JE SUIS ARRIVEE AU CENTRE JEUNES KAMENGE COMME VOLONTAIRE

Je suis arrivée ici au CJK comme volontarie de la Caritas Italienne au travers d’un projet de service civil international des « casques blancs». Je suis ici depuis fin septembre et je dois dire qu’au début, ce n’etait pas facile mais je crois que c’est normal lorsque l’on se trouve dans un endroit inconnu et complètement différent.

Après une période d’analyse du contexte du Burundi, de sa situation, de sa culture, de sa langue et plus spécialement du CJK et de ses activités, je crois pouvoir dire que je me suis bien intégrée et que j’ai commencé à comprendre comment fonctionne les choses dans cette partie du monde…

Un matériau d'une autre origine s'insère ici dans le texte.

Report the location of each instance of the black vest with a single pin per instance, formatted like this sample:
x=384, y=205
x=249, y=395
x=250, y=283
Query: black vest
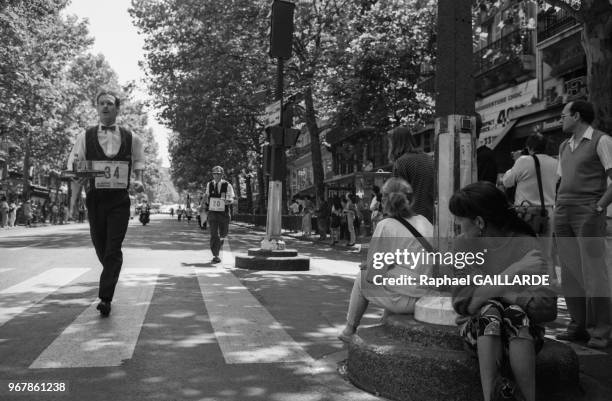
x=93, y=151
x=213, y=193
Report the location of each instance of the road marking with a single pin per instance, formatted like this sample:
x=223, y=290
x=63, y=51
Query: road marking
x=245, y=330
x=18, y=298
x=92, y=341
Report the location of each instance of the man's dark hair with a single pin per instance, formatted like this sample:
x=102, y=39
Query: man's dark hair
x=537, y=142
x=586, y=110
x=109, y=93
x=478, y=125
x=402, y=142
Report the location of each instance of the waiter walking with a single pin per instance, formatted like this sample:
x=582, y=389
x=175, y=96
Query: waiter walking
x=220, y=195
x=116, y=151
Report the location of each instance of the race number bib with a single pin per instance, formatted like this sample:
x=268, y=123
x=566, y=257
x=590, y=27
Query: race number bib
x=216, y=205
x=116, y=174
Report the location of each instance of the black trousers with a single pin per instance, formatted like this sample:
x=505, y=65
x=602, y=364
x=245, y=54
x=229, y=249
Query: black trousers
x=109, y=214
x=219, y=225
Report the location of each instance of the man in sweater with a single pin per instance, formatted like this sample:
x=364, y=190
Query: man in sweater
x=585, y=163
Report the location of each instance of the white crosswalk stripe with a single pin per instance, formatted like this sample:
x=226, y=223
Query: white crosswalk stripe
x=94, y=342
x=20, y=297
x=245, y=330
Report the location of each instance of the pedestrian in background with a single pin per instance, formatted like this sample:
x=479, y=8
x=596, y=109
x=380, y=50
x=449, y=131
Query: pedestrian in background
x=27, y=213
x=4, y=207
x=219, y=196
x=323, y=212
x=416, y=168
x=108, y=203
x=585, y=164
x=376, y=207
x=485, y=158
x=523, y=176
x=12, y=213
x=336, y=219
x=349, y=211
x=307, y=210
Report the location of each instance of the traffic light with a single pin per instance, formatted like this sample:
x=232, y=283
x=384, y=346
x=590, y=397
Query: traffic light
x=281, y=29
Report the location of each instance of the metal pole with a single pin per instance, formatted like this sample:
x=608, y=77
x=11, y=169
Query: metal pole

Actuellement, j’anime un cours d’anglais parlé qui m’a permis d’approcher et de comprendre les jeunes burundais. Nous travaillons principalement avec des jeux de rôles qui révèlent avec évidence la culture et les modes de vies des jeunes. Par exemple, lorsque j’ai proposé un thème sur l’honnêteté et la sincérité, un jeune s’est exprimé ainsi : « si mon frère tue quelqu’un, je dois mentir pour lui car c’est une personne de ma famille que je ne peux pas trahir, même s’il a fait une très mauvaise chose » ; un autre thème qui a beaucoup inspiré, l’amour entre filles et garçons : « si ma petite amie se faisait violer, comment devrais je me comporter ?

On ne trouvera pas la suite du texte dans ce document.